Prima di allora Pereira è considerato un “consulente” del Teatro. Mentre Lissner ha già ottenuto da Parigi le deleghe per programmare, comprare, sottoscrivere contratti, Pereira dovrebbe attenersi al ruolo di consulente. Ma si è impegnato formalmente ad acquistare un certo numero di allestimenti dal Festival di Salisburgo. “Quindi da se stesso”, sostiene chi denuncia il conflitto di interessi: rafforzando la tesi con i benefici di bilancio che l’operazione comporta per Salisburgo.

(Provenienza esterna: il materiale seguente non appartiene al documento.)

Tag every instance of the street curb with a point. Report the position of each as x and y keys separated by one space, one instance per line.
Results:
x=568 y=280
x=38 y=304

La denuncia ha messo in discussione la sua nomina. Ed è cominciato il balletto delle accuse, delle difese, delle opinioni, degli interventi politici rigorosamente di stampo elettorale, della esposizione mediatica: ma siamo in Italia, e tutti noi sappiamo che i giochi di potere (politico e finanziario) sono per natura destabilizzanti, anzi mirano alla destabilizzazione perpetua. Sono quindi avulsi da una logica di comprensione vera dei problemi e di analisi serena dei fatti. Analisi che il consiglio di amministrazione della Scala ha voluto ufficialmente esperire e riferire al ministro della Cultura Franceschini che correttamente l’aveva sollecitata, benché non spetti a lui la nomina del sovrintendente.

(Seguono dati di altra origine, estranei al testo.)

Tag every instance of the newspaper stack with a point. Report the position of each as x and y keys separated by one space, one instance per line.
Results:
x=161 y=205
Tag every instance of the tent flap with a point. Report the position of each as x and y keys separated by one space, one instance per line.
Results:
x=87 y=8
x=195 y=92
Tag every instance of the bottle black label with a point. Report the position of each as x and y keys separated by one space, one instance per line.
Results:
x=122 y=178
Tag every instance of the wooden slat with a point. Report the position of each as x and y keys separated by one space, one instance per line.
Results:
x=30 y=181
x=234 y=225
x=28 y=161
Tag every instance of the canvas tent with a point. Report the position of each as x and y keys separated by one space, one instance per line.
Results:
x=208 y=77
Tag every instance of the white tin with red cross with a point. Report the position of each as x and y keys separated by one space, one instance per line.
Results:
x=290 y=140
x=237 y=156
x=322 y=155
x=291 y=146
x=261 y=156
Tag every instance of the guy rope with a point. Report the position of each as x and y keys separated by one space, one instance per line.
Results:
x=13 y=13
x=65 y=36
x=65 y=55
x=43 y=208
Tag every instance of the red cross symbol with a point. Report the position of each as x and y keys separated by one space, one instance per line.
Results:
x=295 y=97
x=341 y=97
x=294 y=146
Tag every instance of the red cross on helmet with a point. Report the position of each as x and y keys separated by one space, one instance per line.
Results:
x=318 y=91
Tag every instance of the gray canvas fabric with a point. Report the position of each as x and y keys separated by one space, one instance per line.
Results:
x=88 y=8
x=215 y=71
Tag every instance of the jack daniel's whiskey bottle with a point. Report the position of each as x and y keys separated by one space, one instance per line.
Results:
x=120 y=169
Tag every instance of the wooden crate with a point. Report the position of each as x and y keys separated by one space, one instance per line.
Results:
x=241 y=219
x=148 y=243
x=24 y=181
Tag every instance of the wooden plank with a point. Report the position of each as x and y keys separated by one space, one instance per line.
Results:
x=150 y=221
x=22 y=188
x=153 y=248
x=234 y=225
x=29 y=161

Le risposte di Pereira non si sono fatte attendere: la Scala ha fatto un
buon affare, ha ribadito, gli allestimenti sono bellissimi e produrli
sarebbe costato molto di più. Vero: soprattutto in una logica che esige
da un Teatro moderno di collaborare con i Teatri che gli sono simili. E
Salisburgo indubbiamente può essere un partner della Scala. Qualcuno ha
anche affermato che i laboratori della Scala devono lavorare il più
possibile, e vendere loro gli allestimenti all’estero: giusto anche
questo, ma chi lo ha detto ignora le logiche delle coproduzioni fra
grandi teatri (che presuppongono una ripartizione dei titoli e nessuna
posizione egemonica) e l’impegno che ogni allestimento richiede alla
Scala. Mentre nessuno ha criticato Pereira per aver acquistato
allestimenti nuovi benché ne abbia già pronti di validissimi.
Insomma le
argomentazioni non sono andate oltre lo slogan. Separare i nodi della
polemica distinguendo buona fede, partito preso, interesse di parte e
manovre di carattere partitico è un gioco troppo difficile e troppo
italiano per essere fatto. Soprattutto quando viene messa in ombra la
necessità fondamentale di un Teatro lirico come la Scala: la
programmazione deve essere del massimo della qualità ed effettuata con
larghissimo anticipo. Pereira ha iniziato subito a pensare alle stagioni
future, compresa quella coincidente con l’Expo che aveva cominciato ad
impostare Lissner. Oltre a ciò è prassi corrente che i direttori dei
Teatri portino con sé alcuni allestimenti, quale “cifra” delle loro
scelte artistiche. Quindi se anticipo di poteri c’è stato questo
anticipo deve aver riguardato anche l’impegno con i cantanti, con i
direttori, con i registi, e non solo l’acquisto di allestimenti. Ma
nessuno ne parla.
E dando per scontato che Salisburgo è partner
certamente adatto al livello Scala, se conflitto c’è stato a Pereira si
può semmai rimproverare di aver agito con meno trasparenza del dovuto,
di aver voluto subito imprimere una “cifra stilistica” alla sua
direzione.
Ma a questo punto le posizioni possibili sono due: la
risoluzione del contratto o la prosecuzione “per non aver commesso il
fatto” (salvo un peccato veniale, visto che un direttore che non può
dirigere è un nonsenso). Chiedergli come alla fine è stato deciso di
rimanere fino alla fine del 2015 e di gestire la stagione dell’Expo è
una soluzione all’italiana. Che non ha senso e che danneggia la Scala:
perché come detto un direttore di teatro d’opera gestisce una stagione
mentre prepara le successive. Una rimozione ed una disamina del
comportamento di un manager poi devono essere motivate non dagli
interessi di chi è in lista di attesa o dalle lotte intestine. Ma dal
principio di una sana gestione della cosa pubblica. Troppo semplice?